True or False: If 𝐴 is any given square matrix of order 𝑛, then 𝐴 multiplied by the adjoint matrix of 𝐴 is equal to the adjoint of 𝐴 multiplied by 𝐴 is equal to the determinant of 𝐴 multiplied by 𝐼, where 𝐼 is the identity matrix of order 𝑛.

We’ll begin by noting that if the matrix is singular, that is, the determinant of 𝐴 is equal to zero, then the inverse of 𝐴 does not exist. And we’ll come back to this case a little later on. If, on the other hand, an 𝑛-by-𝑛 matrix is nonsingular, that means its inverse does exist, then to show whether the given statement is true or false, we can use the theorem that for a nonsingular 𝑛-by-𝑛 matrix 𝐴, 𝐴 inverse β€” that’s 𝐴 negative one β€” is the adjoint of 𝐴 divided by the determinant of 𝐴. And recall that the adjoint of matrix 𝐴 is the transpose of the matrix of its cofactors.

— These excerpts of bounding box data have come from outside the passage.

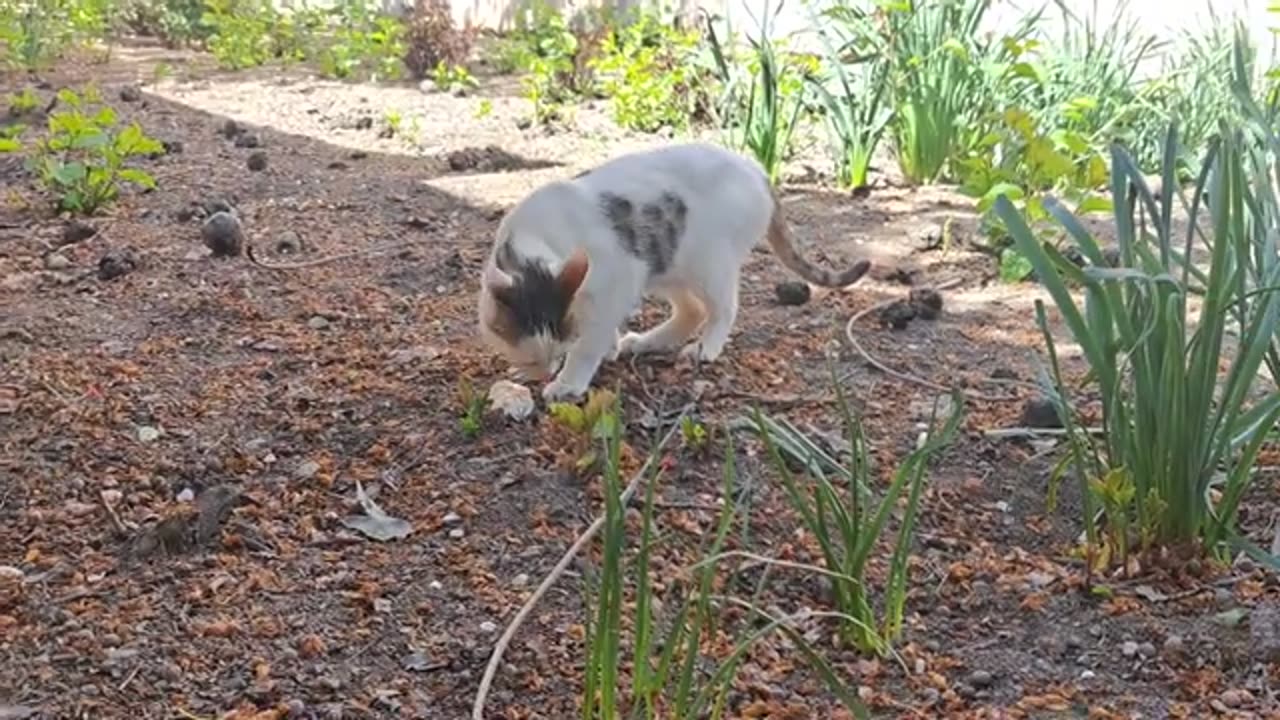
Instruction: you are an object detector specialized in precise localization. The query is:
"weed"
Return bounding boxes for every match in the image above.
[458,378,489,439]
[591,12,703,132]
[754,369,963,655]
[8,90,164,214]
[404,0,476,78]
[996,103,1280,569]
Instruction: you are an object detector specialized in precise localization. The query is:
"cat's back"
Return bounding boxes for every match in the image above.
[572,142,769,196]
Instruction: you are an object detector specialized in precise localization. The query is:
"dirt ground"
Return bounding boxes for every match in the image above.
[0,40,1280,720]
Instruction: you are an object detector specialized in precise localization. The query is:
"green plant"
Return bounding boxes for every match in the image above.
[590,12,704,132]
[9,87,40,118]
[864,0,1039,183]
[458,378,489,439]
[708,0,814,183]
[996,114,1280,568]
[754,379,963,655]
[812,0,893,188]
[10,90,164,214]
[431,60,480,92]
[582,404,868,720]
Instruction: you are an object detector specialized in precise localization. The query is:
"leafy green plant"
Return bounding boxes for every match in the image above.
[812,0,893,188]
[458,378,489,439]
[754,382,963,655]
[865,0,1039,183]
[582,404,868,720]
[431,60,480,92]
[708,0,814,183]
[590,12,703,132]
[996,116,1280,568]
[10,90,164,214]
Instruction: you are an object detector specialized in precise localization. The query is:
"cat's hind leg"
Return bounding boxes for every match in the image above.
[680,269,739,363]
[617,290,707,357]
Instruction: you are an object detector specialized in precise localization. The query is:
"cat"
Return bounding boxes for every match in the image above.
[479,142,870,401]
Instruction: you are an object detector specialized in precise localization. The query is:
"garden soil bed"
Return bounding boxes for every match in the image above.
[0,40,1280,720]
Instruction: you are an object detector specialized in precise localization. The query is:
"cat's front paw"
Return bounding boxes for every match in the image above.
[543,379,586,402]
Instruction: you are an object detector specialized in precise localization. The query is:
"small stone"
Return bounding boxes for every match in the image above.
[773,281,813,306]
[244,150,266,173]
[275,231,302,255]
[489,380,535,420]
[97,247,138,281]
[293,460,320,480]
[60,220,97,245]
[200,210,244,258]
[908,287,942,320]
[966,670,996,691]
[877,300,915,331]
[1021,397,1062,428]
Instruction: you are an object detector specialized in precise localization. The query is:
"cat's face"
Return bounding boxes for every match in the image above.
[480,251,588,380]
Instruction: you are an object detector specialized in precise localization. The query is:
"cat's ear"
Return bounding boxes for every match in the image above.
[556,247,591,297]
[484,263,515,291]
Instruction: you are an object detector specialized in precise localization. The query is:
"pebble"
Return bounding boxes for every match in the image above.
[200,210,244,258]
[773,281,813,306]
[97,247,138,281]
[489,380,535,420]
[244,150,266,173]
[966,670,996,691]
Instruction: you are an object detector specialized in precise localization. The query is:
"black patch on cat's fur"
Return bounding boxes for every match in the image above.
[493,251,573,341]
[600,192,689,275]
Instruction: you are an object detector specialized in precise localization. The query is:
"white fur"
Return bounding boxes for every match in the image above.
[485,143,773,400]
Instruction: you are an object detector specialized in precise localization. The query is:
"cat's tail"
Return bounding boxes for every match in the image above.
[768,192,872,287]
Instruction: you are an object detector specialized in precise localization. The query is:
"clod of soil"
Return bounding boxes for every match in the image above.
[60,220,97,245]
[908,287,942,320]
[876,300,915,331]
[97,247,138,281]
[773,281,812,305]
[1021,397,1062,428]
[200,210,244,258]
[244,150,266,173]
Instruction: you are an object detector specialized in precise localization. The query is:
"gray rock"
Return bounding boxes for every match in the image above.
[200,210,244,258]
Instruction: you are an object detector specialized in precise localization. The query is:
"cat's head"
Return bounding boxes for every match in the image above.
[480,250,589,380]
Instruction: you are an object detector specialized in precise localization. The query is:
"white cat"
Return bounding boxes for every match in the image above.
[480,143,870,401]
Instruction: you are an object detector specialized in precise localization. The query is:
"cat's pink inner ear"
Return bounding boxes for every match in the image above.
[559,249,591,295]
[484,263,512,290]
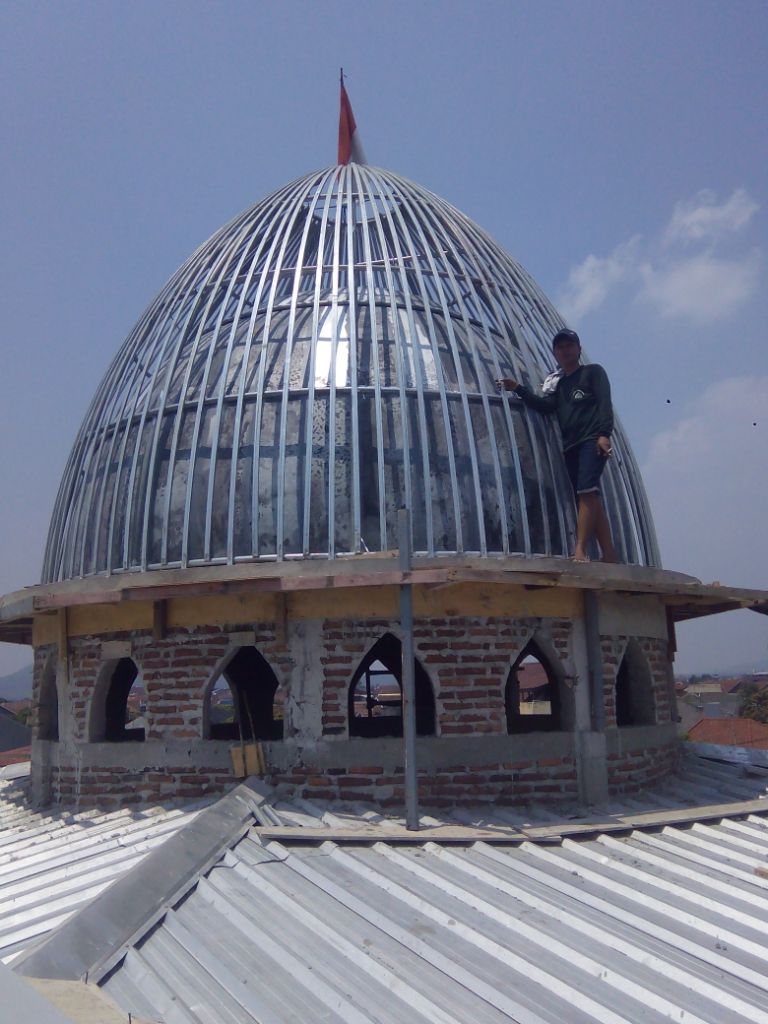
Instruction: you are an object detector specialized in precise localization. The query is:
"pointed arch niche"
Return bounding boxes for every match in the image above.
[348,633,435,736]
[203,646,284,739]
[37,654,58,742]
[615,640,656,729]
[504,638,572,733]
[88,657,146,743]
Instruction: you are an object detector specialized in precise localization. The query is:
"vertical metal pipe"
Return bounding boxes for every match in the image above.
[584,590,605,732]
[397,509,419,831]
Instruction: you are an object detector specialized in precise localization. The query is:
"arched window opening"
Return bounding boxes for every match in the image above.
[37,655,58,742]
[349,633,435,736]
[207,647,285,739]
[615,640,656,728]
[103,657,146,743]
[504,640,562,733]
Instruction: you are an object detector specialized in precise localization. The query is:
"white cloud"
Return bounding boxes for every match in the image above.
[640,250,762,324]
[558,188,763,325]
[642,376,768,672]
[643,376,768,585]
[664,188,760,246]
[558,234,640,322]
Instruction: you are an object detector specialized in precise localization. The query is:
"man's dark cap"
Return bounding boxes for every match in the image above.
[552,327,582,350]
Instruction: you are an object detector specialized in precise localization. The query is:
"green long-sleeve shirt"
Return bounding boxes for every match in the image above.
[515,362,613,452]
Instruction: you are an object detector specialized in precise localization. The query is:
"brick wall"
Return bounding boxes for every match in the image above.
[35,616,676,808]
[267,757,579,809]
[607,740,682,796]
[600,636,676,728]
[319,616,572,736]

So let’s assume that the inverse of our matrix exists. This then means that the determinant is nonzero. To show whether this statement is true or false, let’s take our definition of the inverse of 𝐴 and multiply through on the left by the matrix 𝐴. Now we know that for any nonsingular 𝑛-by-𝑛 matrix, 𝐴 multiplied by its inverse is the identity matrix. So now on the left-hand side, we have the 𝑛-by-𝑛 identity matrix. And now since the determinant of the matrix 𝐴 is a scalar, we can multiply through by this. And this gives us the determinant of 𝐴 multiplied by the identity matrix is 𝐴 multiplied by its adjoint. And this shows that our first statement 𝐴 adjoint 𝐴 is indeed equal to the determinant of 𝐴 multiplied by 𝐼 for a nonsingular matrix 𝐴.

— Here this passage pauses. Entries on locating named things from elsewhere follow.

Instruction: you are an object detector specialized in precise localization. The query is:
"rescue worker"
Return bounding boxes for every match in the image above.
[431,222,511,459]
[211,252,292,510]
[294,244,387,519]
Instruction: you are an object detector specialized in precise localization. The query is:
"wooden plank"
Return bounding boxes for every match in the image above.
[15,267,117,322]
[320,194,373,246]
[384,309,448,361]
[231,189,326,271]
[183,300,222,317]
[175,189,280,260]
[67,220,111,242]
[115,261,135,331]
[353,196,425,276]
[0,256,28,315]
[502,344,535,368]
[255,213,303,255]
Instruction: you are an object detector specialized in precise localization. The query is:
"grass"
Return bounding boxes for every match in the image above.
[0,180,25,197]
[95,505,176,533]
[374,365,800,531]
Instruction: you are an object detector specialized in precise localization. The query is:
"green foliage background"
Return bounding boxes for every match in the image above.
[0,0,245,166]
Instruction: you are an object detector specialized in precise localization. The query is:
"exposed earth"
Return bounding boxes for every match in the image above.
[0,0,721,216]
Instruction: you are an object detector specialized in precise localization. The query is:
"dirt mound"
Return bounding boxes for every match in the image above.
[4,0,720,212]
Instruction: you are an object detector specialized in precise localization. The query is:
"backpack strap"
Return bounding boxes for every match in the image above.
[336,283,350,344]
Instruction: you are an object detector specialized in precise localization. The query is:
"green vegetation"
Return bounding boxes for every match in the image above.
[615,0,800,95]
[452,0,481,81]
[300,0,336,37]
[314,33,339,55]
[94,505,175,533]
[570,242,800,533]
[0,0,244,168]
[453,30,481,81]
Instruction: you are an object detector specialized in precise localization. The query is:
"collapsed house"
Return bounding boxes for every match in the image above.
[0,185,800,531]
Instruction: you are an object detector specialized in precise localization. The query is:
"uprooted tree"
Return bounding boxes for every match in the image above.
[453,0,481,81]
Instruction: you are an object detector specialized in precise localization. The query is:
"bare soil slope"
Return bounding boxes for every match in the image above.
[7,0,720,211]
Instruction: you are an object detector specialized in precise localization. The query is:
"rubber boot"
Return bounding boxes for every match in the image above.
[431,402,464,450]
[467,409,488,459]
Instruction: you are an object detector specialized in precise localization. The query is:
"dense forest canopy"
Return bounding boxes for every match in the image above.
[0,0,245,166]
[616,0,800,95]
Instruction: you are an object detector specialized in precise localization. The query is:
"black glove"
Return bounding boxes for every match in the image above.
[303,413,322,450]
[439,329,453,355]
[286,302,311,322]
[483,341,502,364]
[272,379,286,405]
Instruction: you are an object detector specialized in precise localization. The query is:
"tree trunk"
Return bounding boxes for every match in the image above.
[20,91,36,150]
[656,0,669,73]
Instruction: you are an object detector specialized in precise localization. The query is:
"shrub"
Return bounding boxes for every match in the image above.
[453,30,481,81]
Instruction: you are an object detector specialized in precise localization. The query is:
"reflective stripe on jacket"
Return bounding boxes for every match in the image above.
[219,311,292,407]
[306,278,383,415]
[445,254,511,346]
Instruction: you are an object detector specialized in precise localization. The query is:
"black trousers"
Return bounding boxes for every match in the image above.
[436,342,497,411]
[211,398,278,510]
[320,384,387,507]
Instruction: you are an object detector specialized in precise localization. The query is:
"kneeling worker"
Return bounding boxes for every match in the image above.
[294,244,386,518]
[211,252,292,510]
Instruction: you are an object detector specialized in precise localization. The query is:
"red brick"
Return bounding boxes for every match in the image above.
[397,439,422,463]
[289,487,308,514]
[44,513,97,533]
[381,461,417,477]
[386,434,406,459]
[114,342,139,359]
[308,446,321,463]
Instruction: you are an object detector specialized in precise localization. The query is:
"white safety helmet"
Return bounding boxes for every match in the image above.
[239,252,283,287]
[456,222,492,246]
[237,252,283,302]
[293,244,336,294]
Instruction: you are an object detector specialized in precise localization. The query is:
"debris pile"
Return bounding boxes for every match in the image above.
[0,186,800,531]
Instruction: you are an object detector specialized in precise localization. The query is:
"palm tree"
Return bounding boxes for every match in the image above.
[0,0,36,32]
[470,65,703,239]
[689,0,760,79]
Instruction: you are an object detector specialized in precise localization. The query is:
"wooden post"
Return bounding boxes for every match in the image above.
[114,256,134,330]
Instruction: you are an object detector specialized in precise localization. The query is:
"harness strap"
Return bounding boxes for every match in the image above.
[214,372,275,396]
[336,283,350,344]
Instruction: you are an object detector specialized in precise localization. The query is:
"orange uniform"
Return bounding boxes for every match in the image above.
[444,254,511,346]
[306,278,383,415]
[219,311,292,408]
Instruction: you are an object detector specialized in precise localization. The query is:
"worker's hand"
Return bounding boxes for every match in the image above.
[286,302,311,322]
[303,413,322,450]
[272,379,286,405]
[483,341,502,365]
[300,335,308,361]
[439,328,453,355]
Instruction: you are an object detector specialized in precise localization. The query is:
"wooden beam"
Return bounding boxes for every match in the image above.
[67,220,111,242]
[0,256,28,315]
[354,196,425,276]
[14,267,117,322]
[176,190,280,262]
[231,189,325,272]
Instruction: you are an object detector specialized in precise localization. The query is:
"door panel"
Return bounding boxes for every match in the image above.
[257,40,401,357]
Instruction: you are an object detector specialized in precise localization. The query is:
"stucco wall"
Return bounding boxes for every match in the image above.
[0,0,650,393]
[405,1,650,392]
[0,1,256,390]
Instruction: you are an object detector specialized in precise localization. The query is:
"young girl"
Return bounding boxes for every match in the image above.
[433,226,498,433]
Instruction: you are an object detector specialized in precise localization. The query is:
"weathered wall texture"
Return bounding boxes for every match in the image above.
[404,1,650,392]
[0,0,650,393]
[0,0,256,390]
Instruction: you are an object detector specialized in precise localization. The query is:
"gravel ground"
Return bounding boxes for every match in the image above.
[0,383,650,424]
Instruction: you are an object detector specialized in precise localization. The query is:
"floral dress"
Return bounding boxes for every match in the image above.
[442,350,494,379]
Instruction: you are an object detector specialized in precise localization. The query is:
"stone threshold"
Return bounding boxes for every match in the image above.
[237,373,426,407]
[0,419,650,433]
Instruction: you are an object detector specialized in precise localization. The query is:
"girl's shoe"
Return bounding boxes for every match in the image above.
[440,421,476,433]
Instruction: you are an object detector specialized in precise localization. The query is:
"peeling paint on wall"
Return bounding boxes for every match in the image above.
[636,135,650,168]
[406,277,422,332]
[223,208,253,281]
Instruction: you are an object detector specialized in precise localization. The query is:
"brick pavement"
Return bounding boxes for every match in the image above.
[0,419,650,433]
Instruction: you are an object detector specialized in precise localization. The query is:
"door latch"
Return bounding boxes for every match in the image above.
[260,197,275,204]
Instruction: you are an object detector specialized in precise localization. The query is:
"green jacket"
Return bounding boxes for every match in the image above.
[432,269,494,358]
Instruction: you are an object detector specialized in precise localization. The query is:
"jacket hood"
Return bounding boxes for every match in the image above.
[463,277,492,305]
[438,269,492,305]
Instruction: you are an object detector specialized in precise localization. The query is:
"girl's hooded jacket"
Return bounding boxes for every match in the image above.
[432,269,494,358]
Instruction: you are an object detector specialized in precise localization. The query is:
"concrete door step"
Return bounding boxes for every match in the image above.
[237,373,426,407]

Now, if we begin again with our formula for the inverse of 𝐴 and multiply through this time on the right by our matrix 𝐴, we again have the identity matrix on the left since 𝐴 inverse 𝐴 is the identity matrix. And again multiplying through by the determinant of 𝐴, which we can do since it’s a scalar, we have the determinant of 𝐴 multiplied by the identity matrix is equal to the adjoint of 𝐴 multiplied by 𝐴. And so we can say that our second expression is also true for a nonsingular matrix. The whole of the given expression is therefore true for a nonsingular matrix 𝐴.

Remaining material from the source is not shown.